Otto Pittinger was born in Wörth on the Danube as the son of a brewery owner. After leaving school, he studied in Munich Medicine and 1898 was a member of the Munich while studying Corps Ratisbonia .

Time as a civil doctor

After completing his medical training, he settled in Regensburg as a general practitioner and also worked there as a railway doctor . In addition, he was involved in the field of infant care and was one of the first doctors to take part in the efforts to provide infant care in the German Reich . In 1906 he founded the first maternity advice center in Regensburg. In 1907 he founded the association to combat child mortality. This institution was successful through his chairmanship and three years later expanded as a district association over the entire Upper Palatinate . It was the first district association of the Center for Infant Care . In 1910 Pittinger founded the infant home and the milk kitchen in Regensburg and expanded the facility. It was the first urban nursing home in Bavaria .

Time as a military doctor

Wound care in the First World War

During the First World War , from 1914 to 1917, Pittinger was employed from the beginning as a medical officer in the 6th Reserve Division . During the trench warfare he was entrusted with the creation and establishment of the various welfare institutions. In this facility he was responsible for the health equipment of the quarters and barracks for the reserves, the creation of an officer's and rest home, a disinfection and cleaning facility, the establishment of mineral water factories and bathing establishments as well as all facilities serving the welfare and health of the troops. In the front line he took care of the treatment of the wounded and their psychological condition. He was a bearer of the Iron Cross 1st class .

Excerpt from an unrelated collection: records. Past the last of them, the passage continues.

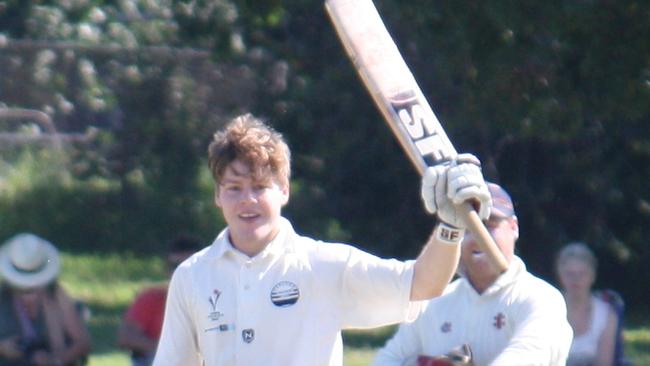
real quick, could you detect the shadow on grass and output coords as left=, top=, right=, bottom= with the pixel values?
left=622, top=313, right=650, bottom=365
left=343, top=325, right=397, bottom=348
left=86, top=301, right=127, bottom=354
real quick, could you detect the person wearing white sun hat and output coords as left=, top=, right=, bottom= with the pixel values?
left=0, top=233, right=91, bottom=366
left=0, top=233, right=61, bottom=290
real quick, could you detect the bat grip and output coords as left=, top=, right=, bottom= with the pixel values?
left=460, top=202, right=509, bottom=272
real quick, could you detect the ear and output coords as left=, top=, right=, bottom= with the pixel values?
left=509, top=216, right=520, bottom=240
left=280, top=183, right=290, bottom=206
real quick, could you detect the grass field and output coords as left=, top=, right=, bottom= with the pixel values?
left=59, top=252, right=650, bottom=365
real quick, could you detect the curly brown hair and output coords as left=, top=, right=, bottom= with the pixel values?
left=208, top=114, right=291, bottom=188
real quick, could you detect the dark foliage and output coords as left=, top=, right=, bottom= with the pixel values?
left=1, top=0, right=649, bottom=313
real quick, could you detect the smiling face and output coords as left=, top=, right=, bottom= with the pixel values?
left=460, top=215, right=518, bottom=293
left=215, top=159, right=289, bottom=256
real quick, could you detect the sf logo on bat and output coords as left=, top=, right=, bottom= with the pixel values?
left=390, top=90, right=454, bottom=165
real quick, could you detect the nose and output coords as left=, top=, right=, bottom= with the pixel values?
left=239, top=188, right=258, bottom=203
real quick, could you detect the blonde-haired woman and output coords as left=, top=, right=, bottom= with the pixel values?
left=556, top=242, right=618, bottom=366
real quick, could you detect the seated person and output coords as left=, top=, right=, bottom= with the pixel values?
left=556, top=242, right=618, bottom=366
left=117, top=235, right=202, bottom=366
left=372, top=183, right=573, bottom=366
left=0, top=233, right=91, bottom=366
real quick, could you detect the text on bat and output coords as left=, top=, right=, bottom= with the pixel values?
left=391, top=96, right=454, bottom=163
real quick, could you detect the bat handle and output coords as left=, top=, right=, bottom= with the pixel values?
left=460, top=202, right=509, bottom=272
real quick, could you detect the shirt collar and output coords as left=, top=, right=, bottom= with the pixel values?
left=207, top=217, right=296, bottom=261
left=459, top=256, right=526, bottom=297
left=472, top=256, right=525, bottom=296
left=489, top=256, right=525, bottom=290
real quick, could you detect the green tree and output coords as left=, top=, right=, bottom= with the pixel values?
left=1, top=0, right=649, bottom=312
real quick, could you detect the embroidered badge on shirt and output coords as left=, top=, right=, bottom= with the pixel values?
left=440, top=321, right=452, bottom=333
left=270, top=281, right=300, bottom=307
left=208, top=289, right=224, bottom=321
left=205, top=323, right=234, bottom=333
left=493, top=312, right=506, bottom=329
left=242, top=328, right=255, bottom=343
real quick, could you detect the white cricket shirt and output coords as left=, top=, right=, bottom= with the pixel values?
left=566, top=295, right=609, bottom=365
left=372, top=257, right=573, bottom=366
left=153, top=217, right=419, bottom=365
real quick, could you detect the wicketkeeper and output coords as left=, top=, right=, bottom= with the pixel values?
left=372, top=182, right=573, bottom=366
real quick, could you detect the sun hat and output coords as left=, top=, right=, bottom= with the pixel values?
left=0, top=233, right=61, bottom=290
left=487, top=182, right=515, bottom=218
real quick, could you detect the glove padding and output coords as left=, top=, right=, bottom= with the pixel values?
left=421, top=153, right=491, bottom=228
left=416, top=344, right=474, bottom=366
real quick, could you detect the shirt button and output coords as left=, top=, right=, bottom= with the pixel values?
left=244, top=284, right=250, bottom=290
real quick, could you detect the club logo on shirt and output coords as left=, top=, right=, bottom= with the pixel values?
left=204, top=323, right=234, bottom=333
left=440, top=321, right=452, bottom=333
left=208, top=289, right=224, bottom=321
left=493, top=312, right=506, bottom=329
left=270, top=281, right=300, bottom=307
left=242, top=328, right=255, bottom=343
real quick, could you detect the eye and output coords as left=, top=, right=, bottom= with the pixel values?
left=253, top=184, right=269, bottom=192
left=483, top=217, right=506, bottom=230
left=221, top=184, right=241, bottom=192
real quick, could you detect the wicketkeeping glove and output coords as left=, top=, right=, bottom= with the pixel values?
left=421, top=153, right=492, bottom=229
left=416, top=344, right=474, bottom=366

At the end of 1917, the Bavarian Ministry of War entrusted him with the construction of the Unterhaching war settlement . This was a training and model company for war invalids .

After the First World War

After the war he returned to Regensburg, where he campaigned against the November Revolution. Here he was significantly involved in the creation of the Bavarian Resident Defense in the Upper Palatinate and took over its management in the Regensburg region.

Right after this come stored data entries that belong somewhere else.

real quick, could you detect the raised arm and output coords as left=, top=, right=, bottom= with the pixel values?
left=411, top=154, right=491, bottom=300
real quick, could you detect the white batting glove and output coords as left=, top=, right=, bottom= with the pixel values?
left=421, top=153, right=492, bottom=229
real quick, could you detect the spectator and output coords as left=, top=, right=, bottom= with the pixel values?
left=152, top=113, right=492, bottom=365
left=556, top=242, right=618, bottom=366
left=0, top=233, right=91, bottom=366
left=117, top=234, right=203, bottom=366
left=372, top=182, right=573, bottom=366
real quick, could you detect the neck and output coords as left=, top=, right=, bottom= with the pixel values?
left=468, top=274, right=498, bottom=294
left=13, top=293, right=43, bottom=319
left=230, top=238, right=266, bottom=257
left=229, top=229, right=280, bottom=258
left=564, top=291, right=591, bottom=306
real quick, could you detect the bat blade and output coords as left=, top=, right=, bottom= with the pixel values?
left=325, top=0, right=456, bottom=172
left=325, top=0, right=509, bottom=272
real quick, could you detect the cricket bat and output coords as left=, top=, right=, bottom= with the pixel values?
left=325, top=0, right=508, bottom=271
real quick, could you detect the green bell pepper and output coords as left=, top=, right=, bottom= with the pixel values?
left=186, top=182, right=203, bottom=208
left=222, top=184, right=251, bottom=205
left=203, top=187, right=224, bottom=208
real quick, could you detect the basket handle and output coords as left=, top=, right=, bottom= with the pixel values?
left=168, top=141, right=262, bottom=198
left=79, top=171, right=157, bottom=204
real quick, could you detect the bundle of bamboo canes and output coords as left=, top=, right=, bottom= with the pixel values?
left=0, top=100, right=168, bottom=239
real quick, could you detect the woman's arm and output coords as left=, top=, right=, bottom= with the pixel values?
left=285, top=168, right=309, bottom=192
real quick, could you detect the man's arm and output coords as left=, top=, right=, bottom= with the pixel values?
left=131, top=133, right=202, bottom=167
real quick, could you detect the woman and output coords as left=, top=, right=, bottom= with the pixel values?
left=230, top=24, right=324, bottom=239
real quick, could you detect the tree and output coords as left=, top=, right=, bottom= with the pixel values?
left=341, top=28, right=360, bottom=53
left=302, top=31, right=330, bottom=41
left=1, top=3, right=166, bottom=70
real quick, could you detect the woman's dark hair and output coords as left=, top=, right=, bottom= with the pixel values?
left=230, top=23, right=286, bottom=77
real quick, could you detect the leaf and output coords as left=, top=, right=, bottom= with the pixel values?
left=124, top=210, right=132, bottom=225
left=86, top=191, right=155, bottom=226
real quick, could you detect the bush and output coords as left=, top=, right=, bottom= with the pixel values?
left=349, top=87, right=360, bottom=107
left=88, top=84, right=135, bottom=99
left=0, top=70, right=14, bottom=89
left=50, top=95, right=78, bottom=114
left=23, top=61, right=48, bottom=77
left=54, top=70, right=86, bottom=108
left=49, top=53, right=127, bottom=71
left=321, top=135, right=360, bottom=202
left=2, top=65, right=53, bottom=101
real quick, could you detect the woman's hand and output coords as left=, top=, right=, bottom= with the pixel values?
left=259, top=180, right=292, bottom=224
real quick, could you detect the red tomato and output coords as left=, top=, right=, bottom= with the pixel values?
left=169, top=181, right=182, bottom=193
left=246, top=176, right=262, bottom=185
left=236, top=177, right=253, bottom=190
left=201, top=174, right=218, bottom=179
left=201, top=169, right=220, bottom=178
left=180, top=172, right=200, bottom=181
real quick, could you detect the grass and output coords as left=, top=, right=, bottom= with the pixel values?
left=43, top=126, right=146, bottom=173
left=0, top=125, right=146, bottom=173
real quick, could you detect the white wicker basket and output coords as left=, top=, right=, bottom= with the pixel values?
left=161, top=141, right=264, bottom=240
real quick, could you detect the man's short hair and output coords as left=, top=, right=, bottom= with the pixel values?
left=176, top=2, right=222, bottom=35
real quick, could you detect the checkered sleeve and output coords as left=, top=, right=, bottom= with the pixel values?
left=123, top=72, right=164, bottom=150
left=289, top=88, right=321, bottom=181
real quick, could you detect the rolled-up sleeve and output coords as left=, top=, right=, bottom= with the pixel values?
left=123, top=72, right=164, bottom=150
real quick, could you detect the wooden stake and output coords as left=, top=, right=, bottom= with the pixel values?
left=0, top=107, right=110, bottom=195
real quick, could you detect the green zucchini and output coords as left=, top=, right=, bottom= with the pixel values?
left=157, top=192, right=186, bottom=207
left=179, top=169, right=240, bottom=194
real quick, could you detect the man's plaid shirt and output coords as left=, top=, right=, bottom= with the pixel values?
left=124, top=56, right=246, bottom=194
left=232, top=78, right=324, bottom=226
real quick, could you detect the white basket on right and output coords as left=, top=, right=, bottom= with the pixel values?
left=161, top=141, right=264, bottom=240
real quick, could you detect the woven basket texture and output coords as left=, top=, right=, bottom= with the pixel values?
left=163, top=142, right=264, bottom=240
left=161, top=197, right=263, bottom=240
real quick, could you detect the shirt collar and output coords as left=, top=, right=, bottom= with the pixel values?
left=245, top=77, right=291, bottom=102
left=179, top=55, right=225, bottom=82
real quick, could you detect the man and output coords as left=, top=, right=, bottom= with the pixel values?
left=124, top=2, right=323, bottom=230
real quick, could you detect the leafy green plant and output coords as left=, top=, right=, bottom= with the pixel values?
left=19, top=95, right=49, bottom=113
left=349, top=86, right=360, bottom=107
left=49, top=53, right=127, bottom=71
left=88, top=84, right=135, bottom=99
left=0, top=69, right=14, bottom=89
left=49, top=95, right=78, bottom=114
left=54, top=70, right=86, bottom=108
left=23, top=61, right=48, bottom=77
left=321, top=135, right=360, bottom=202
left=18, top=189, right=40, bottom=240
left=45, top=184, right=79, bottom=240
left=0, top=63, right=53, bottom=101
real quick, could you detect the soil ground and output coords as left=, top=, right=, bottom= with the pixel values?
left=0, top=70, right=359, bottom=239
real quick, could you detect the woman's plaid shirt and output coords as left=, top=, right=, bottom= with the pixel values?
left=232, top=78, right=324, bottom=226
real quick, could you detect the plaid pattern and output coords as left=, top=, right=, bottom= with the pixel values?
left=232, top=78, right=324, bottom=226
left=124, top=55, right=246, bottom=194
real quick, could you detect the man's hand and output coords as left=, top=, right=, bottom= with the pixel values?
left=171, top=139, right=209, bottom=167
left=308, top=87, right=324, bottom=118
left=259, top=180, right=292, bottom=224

After this weir was dissolved in 1921, he created the "Organization Pittinger", which was renamed in 1922 to the Bund Bayern und Reich . This organization strove to rebuild the country through the monarchy with the Bismarckian empire as well as the physical training of the youth. It was a paramilitary umbrella organization with close contacts to the Reichswehr and by mid-1922 developed into the strongest association of its kind in Bavaria. Here he was chairman alongside Otto von Stetten and Robert Ritter von Xylander until 1926. Pittinger was involved in the preparations for a march on Berlin in 1923, the "Bund Bayern und Reich" disintegrated from 1923 and merged into the " Stahlhelm, Bund der Frontsoldaten " from 1929 .

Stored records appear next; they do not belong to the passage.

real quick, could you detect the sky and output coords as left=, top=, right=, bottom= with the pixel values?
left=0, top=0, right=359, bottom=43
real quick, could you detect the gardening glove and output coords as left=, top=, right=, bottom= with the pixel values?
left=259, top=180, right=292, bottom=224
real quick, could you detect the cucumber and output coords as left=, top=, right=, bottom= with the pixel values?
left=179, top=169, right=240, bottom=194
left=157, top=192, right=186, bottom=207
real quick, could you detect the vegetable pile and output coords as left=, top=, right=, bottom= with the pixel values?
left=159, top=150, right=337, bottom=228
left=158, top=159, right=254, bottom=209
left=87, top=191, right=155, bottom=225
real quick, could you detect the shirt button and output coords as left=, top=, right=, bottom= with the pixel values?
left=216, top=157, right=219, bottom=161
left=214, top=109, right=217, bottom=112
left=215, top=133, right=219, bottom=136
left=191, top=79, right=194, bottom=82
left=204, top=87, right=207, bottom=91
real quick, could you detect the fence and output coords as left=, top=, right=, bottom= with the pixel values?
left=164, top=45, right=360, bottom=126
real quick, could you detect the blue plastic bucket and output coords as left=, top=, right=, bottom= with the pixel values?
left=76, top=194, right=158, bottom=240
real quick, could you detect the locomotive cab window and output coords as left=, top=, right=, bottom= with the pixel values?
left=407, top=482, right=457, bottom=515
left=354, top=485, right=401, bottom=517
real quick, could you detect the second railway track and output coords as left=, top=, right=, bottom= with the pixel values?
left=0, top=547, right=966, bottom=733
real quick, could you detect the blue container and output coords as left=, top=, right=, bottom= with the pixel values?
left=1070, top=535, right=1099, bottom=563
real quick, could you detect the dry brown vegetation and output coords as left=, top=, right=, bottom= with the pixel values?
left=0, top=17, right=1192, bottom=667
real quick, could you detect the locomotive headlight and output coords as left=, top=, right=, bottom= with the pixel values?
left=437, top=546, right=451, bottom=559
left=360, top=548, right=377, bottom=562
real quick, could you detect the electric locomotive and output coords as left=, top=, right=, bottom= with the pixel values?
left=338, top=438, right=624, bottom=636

In August 1926, Medical Councilor Otto Pittinger died at the age of 48 on the way back from the Adriatic Sea . His final resting place is in the Munich forest cemetery .

Appreciation

The community of Unterhaching honored his work as the founder of the settlement by dedicating a street name and naming a square.

literature

  • Fritz Jörgl: Brief Wörther folklore "10 years of volunteer work at home nurses ". Publisher City of Wörth ad Donau. Oberpfalzverlag Laßleben, Kallmünz 2012, ISBN 978-3-7847-1224-6 .

Web links

Individual evidence

  1. ^ Karl Rügemer: Kösener corps lists from 1798 to 1910 . Ed .: Kösener Seniors Convents Association , Association of Old Corps Students . Publishers of the Academic Monthly Issues, Starnberg January 8, 2012, 176 Ratisbonia Munich, p. 793 , top right ( corpsarchive.de [PDF; 58.0 MB ; accessed on January 6, 2020]).